Şaşkınlık ben onu izlerken, o ise yolu izliyordu. Şaşkınlığımın farkındaydı. Bunu hissedebiliyordum.Neden böyle bir şey yapacaktı? Beni nasıl çocukluğuna götürecekti? Beni neden çocukluğuna götürecekti?
Kafamda bin tane kuyruğu birbirine değmeyen düşünceler geziniyordu.
''Gittiğimizde neden seni oraya götürdüğümü anlayacaksın, Nia''
''Sabret ve korkma'' dedi düşüncelerimi hissederek.
Ben de kafamı salladım.
Ve yolu izlemeye koyuldum. Çok heyecanlıydım. Merak ediyordum. Nasıl bir yerdi, çocukluğunu oraya nasıl saklamış diye.
Yolculuğumuzun ne kadar süreceğini sorduğumda ''3,5 saat'' cevabını almıştım. Bunun üzerine hemen anneme mesaj attım.
''Yemeğini ye, beni bekleme. Ben Nega'da kalacağım.''
''Annen umarım endişelenmez,Nia'' diye söze karıştı.
''Şimdi kısa bir mesaj attım.'' dedim kısık bir sesle.
Ve yolu izlemeye devam ettim.
Arabaya binişimden tam olarak 1,5 saat geçmişti.Fakat hala kokusu arabanın içini donatıyordu. Çok hoş ve kaba bir kokuydu. Hep duymak isteyeceğim bir kokuydu. Heyecan vericiydi.
...
Ben yine uyuya kalmıştım. Ve Dylan O'Brien'nin beni uyandırması ile gözlerimi yavaşça açtım.

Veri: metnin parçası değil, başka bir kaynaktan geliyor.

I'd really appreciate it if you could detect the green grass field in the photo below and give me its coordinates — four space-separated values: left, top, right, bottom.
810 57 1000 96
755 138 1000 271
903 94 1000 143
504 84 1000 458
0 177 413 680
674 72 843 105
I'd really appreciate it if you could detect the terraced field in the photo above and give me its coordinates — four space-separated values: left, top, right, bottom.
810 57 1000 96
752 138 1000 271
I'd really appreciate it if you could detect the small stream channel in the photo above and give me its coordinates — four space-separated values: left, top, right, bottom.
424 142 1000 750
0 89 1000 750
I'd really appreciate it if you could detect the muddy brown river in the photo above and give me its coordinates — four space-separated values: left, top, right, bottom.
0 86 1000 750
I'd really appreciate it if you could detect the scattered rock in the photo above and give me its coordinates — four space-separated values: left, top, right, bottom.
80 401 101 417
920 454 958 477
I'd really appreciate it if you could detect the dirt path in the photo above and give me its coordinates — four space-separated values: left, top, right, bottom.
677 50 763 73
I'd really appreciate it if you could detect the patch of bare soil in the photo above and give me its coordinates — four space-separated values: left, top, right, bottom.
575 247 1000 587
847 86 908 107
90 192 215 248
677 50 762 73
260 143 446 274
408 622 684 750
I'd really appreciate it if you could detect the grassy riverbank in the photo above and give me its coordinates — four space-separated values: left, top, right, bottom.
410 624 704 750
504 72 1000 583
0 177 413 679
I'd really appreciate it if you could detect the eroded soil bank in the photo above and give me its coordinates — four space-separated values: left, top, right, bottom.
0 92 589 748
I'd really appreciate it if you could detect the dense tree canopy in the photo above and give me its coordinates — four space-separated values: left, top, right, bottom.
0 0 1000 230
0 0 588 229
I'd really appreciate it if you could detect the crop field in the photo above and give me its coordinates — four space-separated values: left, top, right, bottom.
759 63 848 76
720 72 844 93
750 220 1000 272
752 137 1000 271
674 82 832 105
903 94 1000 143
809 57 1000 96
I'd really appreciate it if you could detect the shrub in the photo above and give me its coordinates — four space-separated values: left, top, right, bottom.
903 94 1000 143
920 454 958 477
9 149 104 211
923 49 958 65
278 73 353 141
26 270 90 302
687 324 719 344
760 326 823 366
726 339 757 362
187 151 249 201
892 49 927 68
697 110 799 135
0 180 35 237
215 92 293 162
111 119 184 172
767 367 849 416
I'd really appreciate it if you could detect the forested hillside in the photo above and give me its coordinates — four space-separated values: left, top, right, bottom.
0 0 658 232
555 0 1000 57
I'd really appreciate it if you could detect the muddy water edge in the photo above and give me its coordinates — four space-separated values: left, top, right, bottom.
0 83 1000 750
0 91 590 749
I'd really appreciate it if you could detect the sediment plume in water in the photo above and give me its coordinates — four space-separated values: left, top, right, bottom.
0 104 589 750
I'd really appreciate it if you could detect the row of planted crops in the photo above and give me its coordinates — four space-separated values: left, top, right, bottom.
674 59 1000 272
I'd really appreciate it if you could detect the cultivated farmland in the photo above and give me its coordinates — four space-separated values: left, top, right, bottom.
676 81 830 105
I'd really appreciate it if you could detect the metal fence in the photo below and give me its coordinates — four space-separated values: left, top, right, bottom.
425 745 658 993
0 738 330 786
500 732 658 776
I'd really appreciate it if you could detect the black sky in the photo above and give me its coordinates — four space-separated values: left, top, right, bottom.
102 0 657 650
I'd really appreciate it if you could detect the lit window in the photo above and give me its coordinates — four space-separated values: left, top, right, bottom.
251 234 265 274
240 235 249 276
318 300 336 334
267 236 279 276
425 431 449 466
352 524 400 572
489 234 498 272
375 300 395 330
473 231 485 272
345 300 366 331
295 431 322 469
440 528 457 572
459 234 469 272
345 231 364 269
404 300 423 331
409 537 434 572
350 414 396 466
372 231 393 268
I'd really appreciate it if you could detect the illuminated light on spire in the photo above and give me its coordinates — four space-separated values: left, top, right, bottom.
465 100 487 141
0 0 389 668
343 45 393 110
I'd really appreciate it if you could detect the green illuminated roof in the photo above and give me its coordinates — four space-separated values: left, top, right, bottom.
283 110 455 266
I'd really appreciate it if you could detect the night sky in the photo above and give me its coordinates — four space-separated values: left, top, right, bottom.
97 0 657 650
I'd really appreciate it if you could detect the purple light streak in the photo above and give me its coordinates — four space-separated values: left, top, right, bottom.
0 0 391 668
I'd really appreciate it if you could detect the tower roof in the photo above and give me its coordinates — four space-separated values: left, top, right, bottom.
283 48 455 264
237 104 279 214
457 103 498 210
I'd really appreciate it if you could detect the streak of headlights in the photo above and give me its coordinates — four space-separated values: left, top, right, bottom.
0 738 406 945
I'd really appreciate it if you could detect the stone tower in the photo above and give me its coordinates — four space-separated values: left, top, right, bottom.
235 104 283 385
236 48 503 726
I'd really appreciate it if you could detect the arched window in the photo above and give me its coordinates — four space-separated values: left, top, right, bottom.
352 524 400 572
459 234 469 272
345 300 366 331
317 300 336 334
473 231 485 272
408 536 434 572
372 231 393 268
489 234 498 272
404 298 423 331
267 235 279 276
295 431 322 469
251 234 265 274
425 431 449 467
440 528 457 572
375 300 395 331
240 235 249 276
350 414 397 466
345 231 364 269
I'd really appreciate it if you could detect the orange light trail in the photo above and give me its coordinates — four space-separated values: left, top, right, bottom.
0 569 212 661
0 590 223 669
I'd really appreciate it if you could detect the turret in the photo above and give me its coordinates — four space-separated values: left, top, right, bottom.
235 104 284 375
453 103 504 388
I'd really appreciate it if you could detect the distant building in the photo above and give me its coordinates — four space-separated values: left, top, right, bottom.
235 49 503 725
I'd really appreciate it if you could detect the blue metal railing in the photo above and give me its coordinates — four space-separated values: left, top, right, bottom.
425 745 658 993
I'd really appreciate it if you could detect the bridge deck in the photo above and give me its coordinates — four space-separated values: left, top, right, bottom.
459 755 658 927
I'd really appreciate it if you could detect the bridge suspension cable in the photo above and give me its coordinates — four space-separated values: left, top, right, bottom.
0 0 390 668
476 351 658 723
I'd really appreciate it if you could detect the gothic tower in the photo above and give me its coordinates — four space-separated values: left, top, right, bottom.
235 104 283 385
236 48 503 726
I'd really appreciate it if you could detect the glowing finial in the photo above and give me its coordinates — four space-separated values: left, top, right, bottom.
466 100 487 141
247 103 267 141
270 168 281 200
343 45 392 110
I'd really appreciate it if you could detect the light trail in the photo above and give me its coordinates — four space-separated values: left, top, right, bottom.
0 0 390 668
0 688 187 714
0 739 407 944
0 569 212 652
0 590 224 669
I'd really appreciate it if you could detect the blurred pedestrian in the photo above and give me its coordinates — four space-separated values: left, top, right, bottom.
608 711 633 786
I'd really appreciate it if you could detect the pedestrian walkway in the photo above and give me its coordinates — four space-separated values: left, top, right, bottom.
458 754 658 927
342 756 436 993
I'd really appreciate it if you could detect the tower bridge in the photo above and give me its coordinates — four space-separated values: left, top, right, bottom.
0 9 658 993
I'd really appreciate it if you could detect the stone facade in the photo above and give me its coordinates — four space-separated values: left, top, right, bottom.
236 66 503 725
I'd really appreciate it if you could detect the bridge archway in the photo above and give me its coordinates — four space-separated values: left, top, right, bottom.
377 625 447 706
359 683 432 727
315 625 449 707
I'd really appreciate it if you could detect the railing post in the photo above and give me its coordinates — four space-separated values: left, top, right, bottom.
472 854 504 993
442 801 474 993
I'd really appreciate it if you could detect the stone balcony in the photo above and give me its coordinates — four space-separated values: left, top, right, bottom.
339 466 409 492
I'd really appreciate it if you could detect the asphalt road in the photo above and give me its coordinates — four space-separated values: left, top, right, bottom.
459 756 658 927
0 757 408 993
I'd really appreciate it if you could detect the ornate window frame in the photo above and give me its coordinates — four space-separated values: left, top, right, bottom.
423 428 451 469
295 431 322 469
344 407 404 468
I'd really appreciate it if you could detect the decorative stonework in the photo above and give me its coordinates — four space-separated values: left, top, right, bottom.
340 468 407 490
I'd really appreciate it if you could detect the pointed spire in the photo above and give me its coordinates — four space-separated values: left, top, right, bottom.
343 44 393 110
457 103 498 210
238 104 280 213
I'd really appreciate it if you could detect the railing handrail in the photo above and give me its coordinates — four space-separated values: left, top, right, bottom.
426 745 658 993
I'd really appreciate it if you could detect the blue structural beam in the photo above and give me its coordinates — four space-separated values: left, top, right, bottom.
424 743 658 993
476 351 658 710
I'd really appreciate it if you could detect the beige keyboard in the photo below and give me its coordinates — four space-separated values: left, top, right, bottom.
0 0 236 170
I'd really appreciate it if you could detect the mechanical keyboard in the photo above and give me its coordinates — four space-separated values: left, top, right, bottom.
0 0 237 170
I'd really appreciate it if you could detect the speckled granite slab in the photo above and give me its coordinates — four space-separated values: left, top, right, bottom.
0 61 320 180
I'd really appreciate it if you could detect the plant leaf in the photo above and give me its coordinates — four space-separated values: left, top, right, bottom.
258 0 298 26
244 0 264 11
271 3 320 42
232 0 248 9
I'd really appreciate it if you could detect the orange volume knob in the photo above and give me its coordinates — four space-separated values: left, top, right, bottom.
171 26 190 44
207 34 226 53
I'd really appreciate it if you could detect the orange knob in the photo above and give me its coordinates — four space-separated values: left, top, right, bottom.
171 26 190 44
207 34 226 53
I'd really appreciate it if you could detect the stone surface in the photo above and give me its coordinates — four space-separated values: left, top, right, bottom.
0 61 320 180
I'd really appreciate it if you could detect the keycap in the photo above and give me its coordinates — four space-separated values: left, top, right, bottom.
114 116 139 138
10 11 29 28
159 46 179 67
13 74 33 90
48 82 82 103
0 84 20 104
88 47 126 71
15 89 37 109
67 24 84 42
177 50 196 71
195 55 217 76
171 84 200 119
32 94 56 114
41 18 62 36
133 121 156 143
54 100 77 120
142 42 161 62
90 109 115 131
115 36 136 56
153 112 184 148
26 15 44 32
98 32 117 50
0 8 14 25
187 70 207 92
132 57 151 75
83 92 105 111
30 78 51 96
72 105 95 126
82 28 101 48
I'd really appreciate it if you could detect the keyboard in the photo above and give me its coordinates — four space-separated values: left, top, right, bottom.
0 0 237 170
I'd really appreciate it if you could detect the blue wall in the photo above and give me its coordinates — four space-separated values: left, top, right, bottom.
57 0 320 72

O Arabadan inmiş, kapımı açmış ve elini bana uzatmıştı.
''Nereye geldik'' şeklinde bakışlarımı etrafa gezdirirken, Bay Brien'nin elinin hala havada kaldığını hatırladım.
Ve hemen kafamı ona çevirip elini tuttum.
Ve beraber yürümeye başladık. Onun arkasından yürüyordum. Gerçek gerilimi hissediyordum. Omzumda kocaman bir sızı başlamıştı. Gerildiğim de hep oluyordu bu.
''Gözlerini kapatmam gerekiyor'' dedi ciddi bir ses tonuyla.
Şaşırmıştım.
''N-ne, neden?'' diye sordum merakla.
''Hissetmeni güçlendirmek ve keskinleştirmek için. Korkma, Nia. Senin saçının teline bile zarar veremem. Bana güven '' diye konuştu aynı ses tonuyla.
Ona inanıyordum, ona inanmasam buraya gelemezdim. Hele en yakın arkadaşlarıma yalan söyleyerek.
''Size güveniyorum'' dedim ona arkamı dönüp gözüme elindekini bağlamasını sağlamak için.
Bağladıktan sonra beni önüme döndürüp elimi tutarak bir odaya soktu.
Yavaş yavaş yürüyorduk.Burası çok garip kokuyordu. Toz kokusu falan değildi bu. Çok garipti.
Elinin arasında olan sağ elimi tutup, duvara sürterek yürümeye devam ettik.
Ve vazo diyebileceğim bir şeye dokunmaya başladık. Daha sonra çerçeve, perde, pencere. Odadaki her nesneye elimi sürtmüştü.
En son başka bir odaya geçtik.
Elimi kalbine götürerek;
''Burayı da hisset,Nia'' demişti sesi kırılarak.
...
'"Burayı hissetmen lazım. Kırgınlığımı, acılarımı, heyecanımı, sevincimi, çocukluğumu, elimden kayıp giden her şeyimi hissetmen lazım'' dedi elimi sol göğsüne daha fazla bastırarak.